Wall Street analysts are quite bullish on two leaders among the tech world: Apple Inc. (NASDAQ:AAPL) and Alphabet Inc (NASDAQ:GOOGL). Pacific Crest analyst urges investors to buy AAPL shares as iPhone supply and demand steadily impress, whereas a top analyst from Jefferies positively previews GOOGL’s big set of software device announcements that he believes will bring good tidings to Alphabet investors.
Apple iPhone supply and demand continue to ride a “solid” tide of encouraging upswing, Pacific Crest analyst Andy Hargreaves remains bullish on the tech titan with a word to the wise: “We recommend buying AAPL.”
As the analyst’s supply checks exhibit a “slight uptick in iPhone production” and as “anecdotal demand indicators remain positive, in our view,” Hargreaves reiterates an Overweight rating on shares of AAPL with a $121 price target, which represents a nearly 8% upside from where the stock is currently trading.
For the fiscal fourth quarter, Hargreaves projects an iPhone sell-in count of 43.8 million, and the analyst expects that number to rise to 73.3 million by the fiscal first quarter, with possibilities for “modest upside” come AAPL’s fiscal first quarter “if demand remains healthy.”
“We believe iPhone demand remains consistent with our sell-in expectations, which suggests Apple should meet or beat our overall estimates through 2016. This, along with optimism around the 2017 iPhone cycle, creates a favorable risk/reward around the stock, in our view,” Hargreaves concludes.
The analyst anticipates iPhone sales trends that will only continue to rise, persistent app store success, and a balance amid additional hardware categories that could very well as key drivers to help AAPL attain an EPS beat throughout the next year.
According to TipRanks, which measures analysts’ and bloggers’ success rate based on how their calls perform, five-star analyst Andy Hargreaves is ranked #168 out of 4,197 analysts. Hargreaves has a 61% success rate and garners 16.4% in his annual returns. When recommending AAPL, Hargreaves earns 20.7% in average profits on the stock.
TipRanks analytics indicate AAPL as a Strong Buy. Based on 36 analysts polled in the last 3 months, 31 rate a Buy on AAPL, 4 maintain a Hold, while 1 issues a Sell. The 12-month average price target stands at $128.41, marking a 14% upside from where the shares last closed.

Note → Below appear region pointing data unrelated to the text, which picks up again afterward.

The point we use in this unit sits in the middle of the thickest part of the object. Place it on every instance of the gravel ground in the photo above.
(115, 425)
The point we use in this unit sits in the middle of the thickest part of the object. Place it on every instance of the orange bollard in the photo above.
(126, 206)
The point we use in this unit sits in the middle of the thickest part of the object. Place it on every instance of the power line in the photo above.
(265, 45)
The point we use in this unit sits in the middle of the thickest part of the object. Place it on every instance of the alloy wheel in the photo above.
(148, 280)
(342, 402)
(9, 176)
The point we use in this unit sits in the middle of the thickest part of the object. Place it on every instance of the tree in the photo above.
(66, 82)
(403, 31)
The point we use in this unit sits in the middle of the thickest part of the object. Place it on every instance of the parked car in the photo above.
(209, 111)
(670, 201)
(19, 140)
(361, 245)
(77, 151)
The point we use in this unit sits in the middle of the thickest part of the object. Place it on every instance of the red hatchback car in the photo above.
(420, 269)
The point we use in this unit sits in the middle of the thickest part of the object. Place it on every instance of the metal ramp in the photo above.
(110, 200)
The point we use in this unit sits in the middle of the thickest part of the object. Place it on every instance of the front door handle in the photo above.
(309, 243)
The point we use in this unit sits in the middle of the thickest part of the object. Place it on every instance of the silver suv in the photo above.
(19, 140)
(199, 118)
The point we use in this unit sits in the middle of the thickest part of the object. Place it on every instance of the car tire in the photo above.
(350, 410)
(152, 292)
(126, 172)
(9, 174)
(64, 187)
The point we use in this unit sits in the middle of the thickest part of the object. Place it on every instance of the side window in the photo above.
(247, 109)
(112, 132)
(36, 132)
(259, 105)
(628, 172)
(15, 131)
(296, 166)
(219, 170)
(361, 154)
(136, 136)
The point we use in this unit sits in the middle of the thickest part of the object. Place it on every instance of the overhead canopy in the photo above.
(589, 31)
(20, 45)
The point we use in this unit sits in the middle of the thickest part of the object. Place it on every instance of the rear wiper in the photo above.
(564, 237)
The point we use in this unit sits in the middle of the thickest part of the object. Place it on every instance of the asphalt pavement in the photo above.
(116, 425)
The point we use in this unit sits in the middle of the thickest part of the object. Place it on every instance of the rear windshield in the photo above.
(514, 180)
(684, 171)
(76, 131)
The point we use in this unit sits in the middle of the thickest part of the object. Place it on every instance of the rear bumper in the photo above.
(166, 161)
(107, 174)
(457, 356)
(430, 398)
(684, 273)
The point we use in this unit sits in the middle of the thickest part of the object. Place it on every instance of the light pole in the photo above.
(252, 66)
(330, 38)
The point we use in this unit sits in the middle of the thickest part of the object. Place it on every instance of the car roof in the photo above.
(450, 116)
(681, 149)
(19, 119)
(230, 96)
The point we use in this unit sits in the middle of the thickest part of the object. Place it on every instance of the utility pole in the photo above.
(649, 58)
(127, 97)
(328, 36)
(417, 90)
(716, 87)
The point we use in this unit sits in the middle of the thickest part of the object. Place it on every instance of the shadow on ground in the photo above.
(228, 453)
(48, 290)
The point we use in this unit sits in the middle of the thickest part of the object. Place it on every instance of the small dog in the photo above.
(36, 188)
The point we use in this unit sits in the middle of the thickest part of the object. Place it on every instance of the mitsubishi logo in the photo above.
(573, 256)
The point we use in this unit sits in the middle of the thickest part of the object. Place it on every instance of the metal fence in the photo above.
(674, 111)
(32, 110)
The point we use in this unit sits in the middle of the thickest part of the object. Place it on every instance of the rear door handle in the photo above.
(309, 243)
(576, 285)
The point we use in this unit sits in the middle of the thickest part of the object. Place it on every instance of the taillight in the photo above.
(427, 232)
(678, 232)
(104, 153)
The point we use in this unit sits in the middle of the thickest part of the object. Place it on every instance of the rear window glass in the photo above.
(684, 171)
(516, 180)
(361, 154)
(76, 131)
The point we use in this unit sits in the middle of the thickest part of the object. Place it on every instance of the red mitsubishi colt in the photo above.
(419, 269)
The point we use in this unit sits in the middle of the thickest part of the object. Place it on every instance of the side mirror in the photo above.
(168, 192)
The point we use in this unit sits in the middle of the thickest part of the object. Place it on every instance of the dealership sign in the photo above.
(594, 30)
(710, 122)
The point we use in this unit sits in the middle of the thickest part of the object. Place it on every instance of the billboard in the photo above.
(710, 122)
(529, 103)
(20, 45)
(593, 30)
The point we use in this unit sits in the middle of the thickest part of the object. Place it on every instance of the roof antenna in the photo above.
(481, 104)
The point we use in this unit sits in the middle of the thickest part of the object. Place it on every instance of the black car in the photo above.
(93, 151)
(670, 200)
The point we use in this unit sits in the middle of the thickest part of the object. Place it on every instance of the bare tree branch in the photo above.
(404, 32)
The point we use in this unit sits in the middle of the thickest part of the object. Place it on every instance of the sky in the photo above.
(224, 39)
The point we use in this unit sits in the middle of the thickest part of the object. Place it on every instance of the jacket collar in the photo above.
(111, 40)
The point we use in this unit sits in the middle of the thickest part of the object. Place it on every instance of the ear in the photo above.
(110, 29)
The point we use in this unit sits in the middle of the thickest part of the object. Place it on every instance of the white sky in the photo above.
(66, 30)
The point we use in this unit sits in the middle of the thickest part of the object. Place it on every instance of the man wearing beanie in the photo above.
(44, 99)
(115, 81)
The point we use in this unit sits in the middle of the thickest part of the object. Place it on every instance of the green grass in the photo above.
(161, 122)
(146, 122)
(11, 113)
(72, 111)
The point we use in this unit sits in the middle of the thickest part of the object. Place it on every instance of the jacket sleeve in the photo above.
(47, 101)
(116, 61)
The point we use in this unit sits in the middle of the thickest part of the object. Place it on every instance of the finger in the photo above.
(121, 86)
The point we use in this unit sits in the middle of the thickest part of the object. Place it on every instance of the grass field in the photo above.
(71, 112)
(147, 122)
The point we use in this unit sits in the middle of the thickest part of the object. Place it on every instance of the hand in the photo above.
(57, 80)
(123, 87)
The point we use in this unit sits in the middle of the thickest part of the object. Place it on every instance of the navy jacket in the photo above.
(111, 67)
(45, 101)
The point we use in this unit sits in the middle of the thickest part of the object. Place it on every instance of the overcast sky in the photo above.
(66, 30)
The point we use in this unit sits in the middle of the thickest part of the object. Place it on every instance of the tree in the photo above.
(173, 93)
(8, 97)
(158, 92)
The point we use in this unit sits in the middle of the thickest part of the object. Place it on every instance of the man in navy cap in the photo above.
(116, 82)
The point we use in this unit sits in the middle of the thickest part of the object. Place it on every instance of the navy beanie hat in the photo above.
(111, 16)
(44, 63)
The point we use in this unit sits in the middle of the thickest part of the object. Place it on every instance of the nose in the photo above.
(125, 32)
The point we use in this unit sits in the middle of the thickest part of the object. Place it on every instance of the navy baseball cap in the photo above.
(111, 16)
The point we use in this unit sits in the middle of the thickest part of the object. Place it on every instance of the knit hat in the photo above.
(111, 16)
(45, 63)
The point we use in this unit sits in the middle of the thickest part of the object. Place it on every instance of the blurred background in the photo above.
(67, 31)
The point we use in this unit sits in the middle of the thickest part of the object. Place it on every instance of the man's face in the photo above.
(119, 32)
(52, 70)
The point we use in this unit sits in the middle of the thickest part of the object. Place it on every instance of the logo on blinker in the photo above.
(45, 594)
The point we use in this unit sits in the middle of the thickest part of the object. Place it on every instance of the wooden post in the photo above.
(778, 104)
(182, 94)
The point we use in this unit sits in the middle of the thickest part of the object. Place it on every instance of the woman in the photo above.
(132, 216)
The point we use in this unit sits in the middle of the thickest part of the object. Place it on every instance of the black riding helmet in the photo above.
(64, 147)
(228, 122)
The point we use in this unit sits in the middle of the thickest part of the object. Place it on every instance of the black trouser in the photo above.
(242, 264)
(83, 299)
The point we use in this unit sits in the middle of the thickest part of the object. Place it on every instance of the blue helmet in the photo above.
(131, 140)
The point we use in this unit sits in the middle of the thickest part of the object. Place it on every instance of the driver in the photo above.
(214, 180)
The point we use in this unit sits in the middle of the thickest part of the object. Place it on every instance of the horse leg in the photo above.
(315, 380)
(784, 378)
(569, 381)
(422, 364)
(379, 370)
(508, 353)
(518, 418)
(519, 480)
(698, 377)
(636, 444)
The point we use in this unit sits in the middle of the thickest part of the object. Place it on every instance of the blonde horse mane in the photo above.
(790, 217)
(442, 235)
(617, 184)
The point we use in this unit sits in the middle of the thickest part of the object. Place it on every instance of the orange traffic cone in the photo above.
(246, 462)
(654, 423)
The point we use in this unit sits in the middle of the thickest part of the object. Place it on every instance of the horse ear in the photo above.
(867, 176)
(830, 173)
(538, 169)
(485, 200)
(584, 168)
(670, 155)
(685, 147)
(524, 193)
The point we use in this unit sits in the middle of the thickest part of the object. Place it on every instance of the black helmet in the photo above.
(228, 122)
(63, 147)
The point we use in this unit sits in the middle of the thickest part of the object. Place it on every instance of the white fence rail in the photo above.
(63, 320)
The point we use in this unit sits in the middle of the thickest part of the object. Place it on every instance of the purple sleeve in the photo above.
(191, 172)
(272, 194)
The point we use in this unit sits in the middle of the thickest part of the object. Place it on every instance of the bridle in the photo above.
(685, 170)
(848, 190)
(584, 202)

Today, Alphabet is anticipated to issue in quite an unveiling of new devices today set to exhibit and incite consumers to use its “best-in-class” software services. The Google parent company will be announcing two new flagship smartphones called Pixel and Pixel XL, configured to be direct rivals of Apple Inc.’s iPhone, a paramount Bluetooth speaker that will have the ability to respond to a user’s voice commands, a new device for both Chromecast audio coupled with video streaming, and a new OS by the name of Andromeda, merging Chrome together with Android.
Ahead of GOOGL’s new hardware bundle releases, Jefferies top analyst Brian Fitzgerald reiterates a Buy rating on GOOGL with a $1,000 price target, which represents just under a 25% increase from where the shares last closed.
Fitzgerald believes the new Pixel flagship smartphones will be a reflection of Alphabet’s “new ‘more opinionated’ view around hardware and software design.” The analyst adds, “Google’s ambition here is not merely revenue growth, rather the devices will serve as a top-tier hardware platform to showcase and drive usage of Google’s best-in-class software services.”
In regards to the new “strategically important” Bluetooth speaker, the analyst sees the announcement as GOOGL gearing up to compete against Amazon’s Echo. Fitzgerald asserts, “Like those competitive services, Google Assistant will understand human speech (although we give Google an edge given its prowess in voice search).”
When assessing the new Chromecast Ultra, which will be able to support 4K streaming, “We suspect the product will be integrated with Google Home, which could allow a user to control videos on the TV by speaking voice commands,” Fitzgerald contends.
As the analyst evaluates GOOGL previewing this significant release of savvy new devices, Fitzgerald predicts, “Because of the strategic nature of these hardware products, investors could see multiple expansion if they are successful.”
As usual, we like to include the analyst’s track record when reporting on new analyst notes to give a perspective on the effect it has on stock performance. According to TipRanks, top five-star analyst Brian Fitzgerald has achieved a high ranking of #60 out of 4,197 analysts. Fitzgerald upholds a 71% success rate and yields 22.2% in his yearly returns. When recommending GOOGL, Fitzgerald realizes 38.8% in average profits on the stock.
TipRanks analytics demonstrate GOOGL as a Strong Buy. Based on 32 analysts polled in the last 3 months, 31 rate a Buy on GOOGL, while 1 issues a Sell. The consensus price target stands at $943.36, marking a nearly 18% upside from where the stock is currently trading.